1. A high-strength passive ankle exoskeleton suitable for overweight individuals, characterized in that, include: The system includes a calf binding component, symmetrically arranged carbon fiber anti-torsion support bars, an integrated carbon fiber energy storage spring on the rear side, an adjustable angle mechanical hinge at the ankle, a semi-enclosed rigid foot support shell, and a multi-point locking strap system. The carbon fiber anti-torsion support bar and the carbon fiber energy storage spring together form a continuous load-bearing structure extending from the lower leg to the sole of the foot, so that the weight load can be directly transferred to the ground by bypassing the ankle joint. The mechanical hinge is used to limit the range of motion of the ankle joint in dorsiflexion and plantarflexion, and has a locking mechanism.

2. The exoskeleton according to claim 1, characterized in that, The carbon fiber energy storage spring is integrally hot-pressed from T800 grade unidirectional carbon fiber prepreg, with a thickness of 2.4 to 2.8 mm, and has the functions of ground contact energy storage, landing cushioning, vertical support and ground push energy release.

3. The exoskeleton according to claim 1, characterized in that, The carbon fiber anti-torsion support bar is not less than 4.0 mm thick and has lateral wrapping wings to form an anti-torsion cage, which can limit the inversion and eversion angle of the ankle joint to within ±4° and the horizontal torsion angle to within 2°.

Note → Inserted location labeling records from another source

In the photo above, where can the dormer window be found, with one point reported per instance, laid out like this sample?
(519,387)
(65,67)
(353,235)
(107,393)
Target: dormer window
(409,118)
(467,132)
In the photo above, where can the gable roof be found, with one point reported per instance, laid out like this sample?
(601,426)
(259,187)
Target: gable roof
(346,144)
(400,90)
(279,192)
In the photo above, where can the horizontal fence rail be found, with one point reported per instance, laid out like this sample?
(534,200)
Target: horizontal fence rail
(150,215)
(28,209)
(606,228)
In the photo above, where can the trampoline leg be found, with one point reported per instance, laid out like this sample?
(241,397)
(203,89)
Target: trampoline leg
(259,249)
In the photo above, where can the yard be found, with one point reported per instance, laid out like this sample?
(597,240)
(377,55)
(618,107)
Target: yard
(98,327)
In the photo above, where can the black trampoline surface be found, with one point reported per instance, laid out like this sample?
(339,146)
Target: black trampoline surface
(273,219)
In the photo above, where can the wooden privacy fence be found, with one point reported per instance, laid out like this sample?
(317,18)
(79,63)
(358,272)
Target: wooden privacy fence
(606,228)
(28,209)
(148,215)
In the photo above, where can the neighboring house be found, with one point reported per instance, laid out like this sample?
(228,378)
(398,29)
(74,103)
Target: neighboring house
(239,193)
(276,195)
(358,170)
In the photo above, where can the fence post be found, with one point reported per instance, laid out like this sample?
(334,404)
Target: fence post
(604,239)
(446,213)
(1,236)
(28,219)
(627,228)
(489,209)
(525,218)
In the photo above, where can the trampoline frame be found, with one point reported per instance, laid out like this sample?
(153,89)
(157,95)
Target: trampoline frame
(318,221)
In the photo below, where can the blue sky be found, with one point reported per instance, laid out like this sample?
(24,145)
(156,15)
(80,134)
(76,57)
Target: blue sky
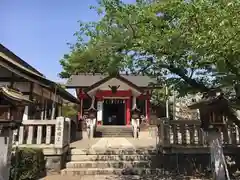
(38,30)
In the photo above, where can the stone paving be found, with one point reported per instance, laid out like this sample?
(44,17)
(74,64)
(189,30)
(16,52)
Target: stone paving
(106,143)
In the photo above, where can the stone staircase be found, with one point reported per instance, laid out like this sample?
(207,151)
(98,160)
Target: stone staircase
(114,131)
(120,163)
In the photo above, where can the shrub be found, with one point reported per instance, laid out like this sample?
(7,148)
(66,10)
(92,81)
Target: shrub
(27,164)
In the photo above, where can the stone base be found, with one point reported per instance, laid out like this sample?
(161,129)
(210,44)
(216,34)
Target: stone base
(150,132)
(54,163)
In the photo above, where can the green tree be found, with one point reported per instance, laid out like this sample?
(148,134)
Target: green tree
(194,42)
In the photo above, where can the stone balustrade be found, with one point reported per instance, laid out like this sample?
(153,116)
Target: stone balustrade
(188,134)
(52,136)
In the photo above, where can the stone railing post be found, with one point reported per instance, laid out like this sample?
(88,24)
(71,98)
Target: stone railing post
(68,120)
(135,126)
(161,132)
(59,132)
(91,123)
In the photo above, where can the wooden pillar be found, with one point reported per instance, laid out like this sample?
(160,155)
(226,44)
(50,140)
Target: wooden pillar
(128,111)
(99,110)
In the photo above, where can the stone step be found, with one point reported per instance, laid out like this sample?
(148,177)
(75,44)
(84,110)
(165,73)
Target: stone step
(109,164)
(113,135)
(113,151)
(113,131)
(110,171)
(95,157)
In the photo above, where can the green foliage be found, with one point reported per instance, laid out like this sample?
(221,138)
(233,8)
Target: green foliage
(27,164)
(69,110)
(196,43)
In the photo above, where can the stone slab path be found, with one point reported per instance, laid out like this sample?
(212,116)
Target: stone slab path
(106,143)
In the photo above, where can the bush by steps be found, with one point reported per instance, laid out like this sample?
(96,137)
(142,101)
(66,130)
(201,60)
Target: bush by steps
(27,164)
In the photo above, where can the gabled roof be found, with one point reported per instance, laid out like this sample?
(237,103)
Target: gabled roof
(88,80)
(121,78)
(14,95)
(18,60)
(17,65)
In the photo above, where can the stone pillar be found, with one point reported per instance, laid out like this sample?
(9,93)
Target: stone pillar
(25,114)
(128,111)
(59,110)
(45,110)
(99,111)
(147,107)
(59,128)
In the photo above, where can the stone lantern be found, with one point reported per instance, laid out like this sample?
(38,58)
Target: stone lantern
(213,110)
(91,122)
(6,135)
(12,102)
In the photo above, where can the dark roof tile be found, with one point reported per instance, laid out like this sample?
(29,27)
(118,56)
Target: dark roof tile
(86,80)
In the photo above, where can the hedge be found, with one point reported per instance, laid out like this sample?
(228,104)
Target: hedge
(27,164)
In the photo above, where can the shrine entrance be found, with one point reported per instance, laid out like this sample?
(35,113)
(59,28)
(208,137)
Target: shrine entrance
(114,112)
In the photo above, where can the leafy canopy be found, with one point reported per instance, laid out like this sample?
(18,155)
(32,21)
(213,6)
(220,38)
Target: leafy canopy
(191,45)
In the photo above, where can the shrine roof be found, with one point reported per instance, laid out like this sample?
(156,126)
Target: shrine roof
(14,95)
(87,80)
(18,66)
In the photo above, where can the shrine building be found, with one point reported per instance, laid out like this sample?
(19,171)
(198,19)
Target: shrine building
(114,97)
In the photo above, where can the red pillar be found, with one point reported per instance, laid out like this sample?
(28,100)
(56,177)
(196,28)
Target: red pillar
(128,111)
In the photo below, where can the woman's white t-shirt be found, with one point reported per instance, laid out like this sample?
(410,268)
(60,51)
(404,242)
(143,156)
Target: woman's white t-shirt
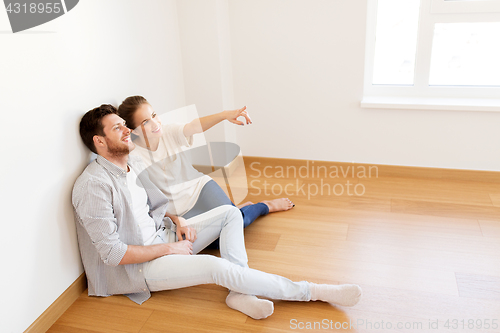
(171,171)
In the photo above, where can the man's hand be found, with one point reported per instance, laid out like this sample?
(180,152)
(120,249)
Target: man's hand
(188,233)
(234,114)
(181,247)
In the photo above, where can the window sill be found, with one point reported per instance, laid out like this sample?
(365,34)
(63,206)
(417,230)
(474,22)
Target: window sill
(452,104)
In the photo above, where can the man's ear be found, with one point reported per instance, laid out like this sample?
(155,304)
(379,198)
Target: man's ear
(98,141)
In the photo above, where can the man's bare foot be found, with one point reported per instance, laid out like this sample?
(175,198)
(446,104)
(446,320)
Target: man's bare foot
(278,205)
(248,203)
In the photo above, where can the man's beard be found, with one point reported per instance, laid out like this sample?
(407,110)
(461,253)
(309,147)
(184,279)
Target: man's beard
(117,150)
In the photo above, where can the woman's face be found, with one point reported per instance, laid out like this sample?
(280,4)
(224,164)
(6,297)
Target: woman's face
(147,122)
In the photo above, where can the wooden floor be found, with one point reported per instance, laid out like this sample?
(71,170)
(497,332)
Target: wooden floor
(424,245)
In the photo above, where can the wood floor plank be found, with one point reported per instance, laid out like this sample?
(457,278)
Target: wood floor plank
(490,228)
(479,286)
(92,314)
(445,209)
(495,199)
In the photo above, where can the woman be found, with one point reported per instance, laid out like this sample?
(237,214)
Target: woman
(190,192)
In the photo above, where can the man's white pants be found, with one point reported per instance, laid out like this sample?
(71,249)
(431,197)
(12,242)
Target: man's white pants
(230,271)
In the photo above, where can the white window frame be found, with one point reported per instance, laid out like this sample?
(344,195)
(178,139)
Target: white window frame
(420,95)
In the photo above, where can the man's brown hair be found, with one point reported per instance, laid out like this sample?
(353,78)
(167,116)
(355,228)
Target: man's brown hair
(91,124)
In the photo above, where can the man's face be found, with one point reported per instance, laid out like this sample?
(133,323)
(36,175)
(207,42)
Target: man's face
(117,135)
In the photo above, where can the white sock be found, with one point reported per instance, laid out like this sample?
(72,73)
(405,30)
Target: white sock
(250,305)
(343,294)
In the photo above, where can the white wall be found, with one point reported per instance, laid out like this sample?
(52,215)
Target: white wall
(100,52)
(298,65)
(206,55)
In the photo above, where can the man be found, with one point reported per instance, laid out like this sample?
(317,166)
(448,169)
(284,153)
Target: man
(128,245)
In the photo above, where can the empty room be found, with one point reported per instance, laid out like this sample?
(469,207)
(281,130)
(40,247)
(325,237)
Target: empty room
(250,166)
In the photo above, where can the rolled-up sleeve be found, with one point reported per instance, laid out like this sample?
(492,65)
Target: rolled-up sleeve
(95,213)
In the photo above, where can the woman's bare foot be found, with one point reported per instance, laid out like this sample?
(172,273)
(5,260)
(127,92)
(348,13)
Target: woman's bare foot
(248,203)
(278,205)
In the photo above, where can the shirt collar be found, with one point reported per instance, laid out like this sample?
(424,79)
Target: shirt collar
(111,167)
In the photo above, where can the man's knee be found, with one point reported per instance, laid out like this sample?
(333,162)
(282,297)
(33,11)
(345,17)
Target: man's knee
(234,213)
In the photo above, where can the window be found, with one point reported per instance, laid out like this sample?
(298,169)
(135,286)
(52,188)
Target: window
(433,54)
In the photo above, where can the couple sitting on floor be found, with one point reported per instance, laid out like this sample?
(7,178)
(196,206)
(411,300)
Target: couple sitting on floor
(139,230)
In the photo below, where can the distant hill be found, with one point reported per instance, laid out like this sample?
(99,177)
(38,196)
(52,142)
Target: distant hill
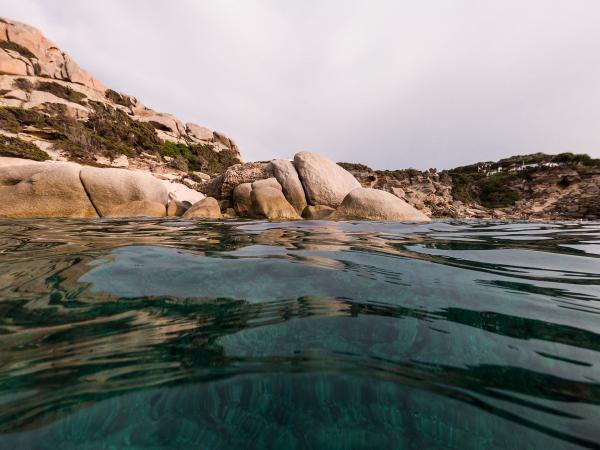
(51,108)
(563,186)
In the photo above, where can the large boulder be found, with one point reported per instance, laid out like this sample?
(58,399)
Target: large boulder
(176,208)
(207,208)
(236,175)
(324,182)
(181,193)
(198,132)
(288,178)
(43,56)
(42,189)
(271,203)
(373,204)
(110,188)
(267,182)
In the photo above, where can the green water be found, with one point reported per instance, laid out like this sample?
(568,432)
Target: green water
(168,334)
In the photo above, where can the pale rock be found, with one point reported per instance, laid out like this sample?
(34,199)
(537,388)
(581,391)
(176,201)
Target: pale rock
(138,208)
(102,160)
(317,212)
(201,175)
(398,192)
(11,66)
(121,162)
(177,209)
(288,178)
(267,182)
(207,208)
(74,110)
(17,94)
(373,204)
(182,193)
(42,189)
(324,182)
(109,188)
(238,174)
(199,132)
(242,200)
(271,203)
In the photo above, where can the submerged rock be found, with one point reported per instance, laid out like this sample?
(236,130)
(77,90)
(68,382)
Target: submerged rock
(373,204)
(324,182)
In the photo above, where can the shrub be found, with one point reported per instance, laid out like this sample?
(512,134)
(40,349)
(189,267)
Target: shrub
(355,167)
(160,126)
(17,148)
(24,84)
(496,193)
(9,45)
(119,99)
(64,92)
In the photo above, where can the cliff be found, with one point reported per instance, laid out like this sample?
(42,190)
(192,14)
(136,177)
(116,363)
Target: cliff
(51,108)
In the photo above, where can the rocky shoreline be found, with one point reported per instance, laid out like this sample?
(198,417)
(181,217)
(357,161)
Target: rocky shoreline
(71,147)
(311,187)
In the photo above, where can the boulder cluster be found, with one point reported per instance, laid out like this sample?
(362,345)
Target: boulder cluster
(35,74)
(311,187)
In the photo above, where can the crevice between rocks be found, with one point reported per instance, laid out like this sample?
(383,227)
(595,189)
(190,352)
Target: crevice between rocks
(88,194)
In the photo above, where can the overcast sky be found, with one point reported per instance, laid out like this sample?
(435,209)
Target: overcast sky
(392,84)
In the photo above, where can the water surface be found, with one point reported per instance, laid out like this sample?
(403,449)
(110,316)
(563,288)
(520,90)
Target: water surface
(169,334)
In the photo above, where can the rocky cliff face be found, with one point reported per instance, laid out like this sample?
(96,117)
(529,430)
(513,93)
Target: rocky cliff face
(52,108)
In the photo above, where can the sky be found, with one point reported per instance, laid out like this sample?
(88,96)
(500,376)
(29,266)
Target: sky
(391,84)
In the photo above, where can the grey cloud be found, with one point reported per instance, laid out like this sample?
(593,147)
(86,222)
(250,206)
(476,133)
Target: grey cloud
(392,84)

4. The exoskeleton according to claim 1, characterized in that, The mechanical hinge has an adjustable dorsiflexion range of 0° to 12° and an adjustable plantarflexion range of 0° to 30°, and can be locked to a fixed angle in mountaineering mode.

5. The exoskeleton according to claim 1, characterized in that, The calf binding component is located in the lower 1 / 3 of the calf muscle area, and load is transferred through double-layer wide straps to avoid compressing the bones.

6. The exoskeleton according to claim 1, characterized in that, The semi-enclosed rigid foot support shell has a TPU shock-absorbing structure and a wear-resistant rubber layer at the bottom, and a shock-absorbing block is set at the heel, which can absorb 30% to 40% of the impact upon landing.

7. The exoskeleton according to claim 1, characterized in that, The overall applicable weight is 75-110kg, the safety factor is not less than 5.0, and it can withstand high-intensity loads such as running, jumping, mountain climbing, and sudden stops and changes of direction.